En ce sens, le déficit de la balance énergétique a atteint 48% en 2021 contre 10% en 2010. Ainsi, les besoins de financement de la subvention des hydrocarbures, de l’électricité et de gaz ont augmenté compte tenu de la flambée du prix du pétrole, estimé actuellement à 110 dollars/baril alors que la Loi de finances pour l’exercice 2022 tablait sur un prix de l’ordre de 75 dollars/baril. La ministre de l’Industrie, de l’Energie et des Mines, Neila Gongi Nouira rappelle, par ailleurs, que chaque hausse d’un dollar du prix du baril entraîne l’accroissement des dépenses de compensation de 137 millions de dinars tunisiens (MDT).

Dans une telle situation, il n’est pas étonnant, que le coût de l’électricité devienne plus cher. D’ailleurs, la Société tunisienne de l’électricité et du gaz (STEG) a annoncé l’application d’une nouvelle tarification au niveau de la facturation du gaz naturel et de l’électricité, à des taux variant entre 12,2 et 16 %, pour les clients résidentiels et 15% pour les industriels. Inscrite dans la loi de finances 2022, cette mesure est donc entrée en vigueur depuis le 1er mai 2022.

Qui sera « concerné » par cette augmentation ?

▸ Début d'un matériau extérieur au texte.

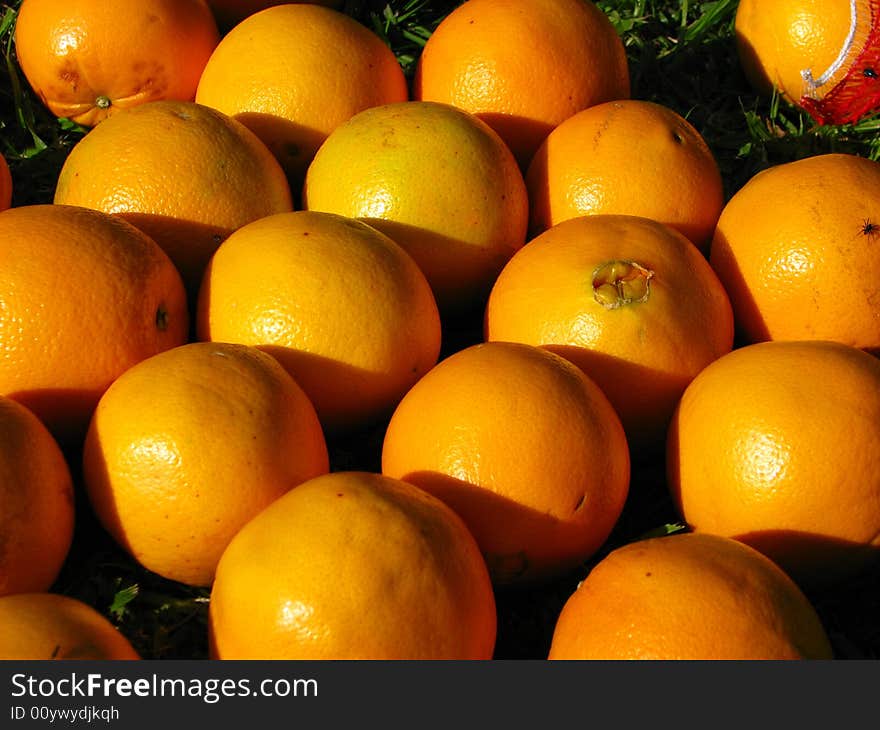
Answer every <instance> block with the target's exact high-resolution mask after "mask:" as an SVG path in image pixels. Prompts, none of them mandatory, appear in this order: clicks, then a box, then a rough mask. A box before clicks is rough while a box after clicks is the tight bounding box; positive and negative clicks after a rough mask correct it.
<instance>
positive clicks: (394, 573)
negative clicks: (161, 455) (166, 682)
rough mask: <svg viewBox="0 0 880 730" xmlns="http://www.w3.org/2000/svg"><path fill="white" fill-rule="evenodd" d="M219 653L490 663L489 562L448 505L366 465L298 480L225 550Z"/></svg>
mask: <svg viewBox="0 0 880 730" xmlns="http://www.w3.org/2000/svg"><path fill="white" fill-rule="evenodd" d="M209 618H210V621H209V628H210V648H211V655H212V657H213V658H219V659H434V660H437V659H491V658H492V652H493V649H494V645H495V631H496V615H495V599H494V595H493V592H492V585H491V583H490V581H489V575H488V573H487V571H486V564H485V563H484V562H483V558H482V556H481V555H480V551H479V549H478V547H477V544H476V542H475V541H474V538H473V536H472V535H471V534H470V533H469V532H468V530H467V528H466V527H465V526H464V523H462V521H461V520H460V519H459V517H458V516H457V515H456V514H455V513H454V512H452V510H450V509H449V508H448V507H447V506H446V505H444V504H443V503H442V502H440V501H439V500H437V499H435V498H434V497H432V496H430V495H429V494H426V493H425V492H423V491H422V490H420V489H417V488H416V487H414V486H412V485H411V484H406V483H404V482H400V481H398V480H396V479H389V478H387V477H383V476H380V475H378V474H369V473H366V472H336V473H334V474H330V475H327V476H322V477H318V478H316V479H312V480H311V481H308V482H306V483H305V484H302V485H300V486H299V487H297V488H296V489H294V490H293V491H292V492H290V493H289V494H287V495H285V496H284V497H282V498H281V499H279V500H278V501H277V502H275V503H274V504H272V505H271V506H269V507H268V508H267V509H266V510H265V511H264V512H262V513H261V514H259V515H258V516H257V517H255V518H254V519H253V520H251V521H250V522H249V523H248V524H247V525H246V526H245V527H244V528H243V529H242V530H241V532H239V533H238V534H237V535H236V536H235V538H234V539H233V540H232V542H231V543H230V545H229V547H228V548H227V549H226V551H225V552H224V553H223V557H222V558H221V560H220V565H219V567H218V569H217V579H216V581H215V582H214V586H213V589H212V591H211V603H210V614H209Z"/></svg>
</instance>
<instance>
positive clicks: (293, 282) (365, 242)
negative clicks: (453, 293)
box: [198, 211, 440, 431]
mask: <svg viewBox="0 0 880 730" xmlns="http://www.w3.org/2000/svg"><path fill="white" fill-rule="evenodd" d="M198 335H199V338H200V339H203V340H215V341H220V342H240V343H242V344H245V345H253V346H257V347H259V348H260V349H262V350H265V351H266V352H269V353H270V354H271V355H273V356H274V357H275V358H276V359H277V360H278V361H279V362H280V363H281V364H282V365H283V366H284V367H285V368H286V369H287V371H288V372H290V374H291V375H293V377H294V378H295V379H296V381H297V382H298V383H299V384H300V385H301V386H302V388H303V390H305V392H306V393H307V394H308V396H309V398H310V399H311V401H312V403H313V404H314V405H315V409H316V410H317V412H318V416H319V417H320V419H321V423H322V424H323V425H324V427H325V428H326V429H328V430H331V431H339V430H349V429H352V428H356V427H359V426H363V425H366V424H369V423H372V422H375V421H376V420H378V419H379V418H381V417H384V416H387V415H388V414H390V412H391V410H392V409H393V408H394V406H395V405H397V402H398V401H399V400H400V398H401V397H403V394H404V393H405V392H406V391H407V390H409V388H410V386H412V385H413V383H415V382H416V380H418V379H419V378H420V377H421V376H422V375H424V374H425V373H426V372H427V371H428V370H429V369H430V368H431V367H432V366H433V365H434V364H435V363H436V362H437V357H438V356H439V354H440V315H439V313H438V311H437V304H436V303H435V301H434V297H433V295H432V294H431V288H430V286H429V285H428V282H427V281H426V279H425V277H424V275H423V274H422V272H421V270H420V269H419V267H418V266H417V265H416V263H415V262H414V261H413V260H412V258H411V257H410V256H409V255H408V254H407V253H406V251H404V250H403V249H402V248H401V247H400V246H398V245H397V244H396V243H394V241H392V240H391V239H390V238H388V237H387V236H385V235H384V234H382V233H380V232H379V231H377V230H376V229H375V228H372V227H370V226H368V225H367V224H366V223H361V222H360V221H356V220H352V219H350V218H344V217H342V216H337V215H333V214H332V213H316V212H312V211H297V212H295V213H280V214H278V215H274V216H268V217H266V218H263V219H261V220H258V221H255V222H253V223H249V224H248V225H246V226H244V227H243V228H240V229H239V230H238V231H236V232H235V233H233V234H232V235H231V236H230V237H229V238H227V239H226V241H224V242H223V244H222V245H221V246H220V248H219V249H218V250H217V252H216V253H215V254H214V257H213V258H212V260H211V262H210V264H209V266H208V270H207V272H206V274H205V279H204V283H203V285H202V291H201V297H200V302H199V318H198Z"/></svg>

Le directeur des relations avec le citoyen, au sein de la STEG, Mounir Ghabri, a expliqué, que les familles tunisiennes dont la consommation ne dépasse pas 200 kWh par mois, ne seront pas concernées par cette nouvelle augmentation. Cette augmentation concerne 15% des clients de la STEG, soit 650 mille clients basse tension. La nouvelle tarification est de 218 millimes/le kWh”. Pour ce qui est des clients basse tension consommant plus de 500 kWh/mois, les nouveaux tarifs sont de 176 millimes/kWh pour la première tranche de 200 kWh/mois; de 218 mill/kWh pour la tranche allant à 300 kWh/mois et de 341 mill/kWh pour la tranche allant jusqu’à 500 kWh/mois. Pour ce qui est des industriels, l’augmentation moyenne des prix de l’électricité est de 12% pour les clients haute tension et de 2,5% mensuellement sur six mois, depuis le 1e mai pour les clients moyenne tension. Enfin, pour ce qui est de l’augmentation concernant le gaz naturel, elle est de 16 % et concernera 33% des clients basse pression, dont la consommation dépasse 30 m3 par mois.

Ce qui est paradoxal, c’est que la Tunisie veut développer les énergies renouvelables, mais en même temps, elle est dans l’incapacité de mettre en place le cadre réglementaire adéquat. Ce qui enfonce le pays encore plus dans la dépendance énergétique. Au final, pour trouver une solution à ce problème, le gouvernement doit prendre les bonnes décisions et être plus souple avec les investisseurs étrangers, qui risquent bientôt de déserter la Tunisie pour se diriger vers d’autres pays de l’Afrique qui offrent plus de flexibilité et d’enthousiasme.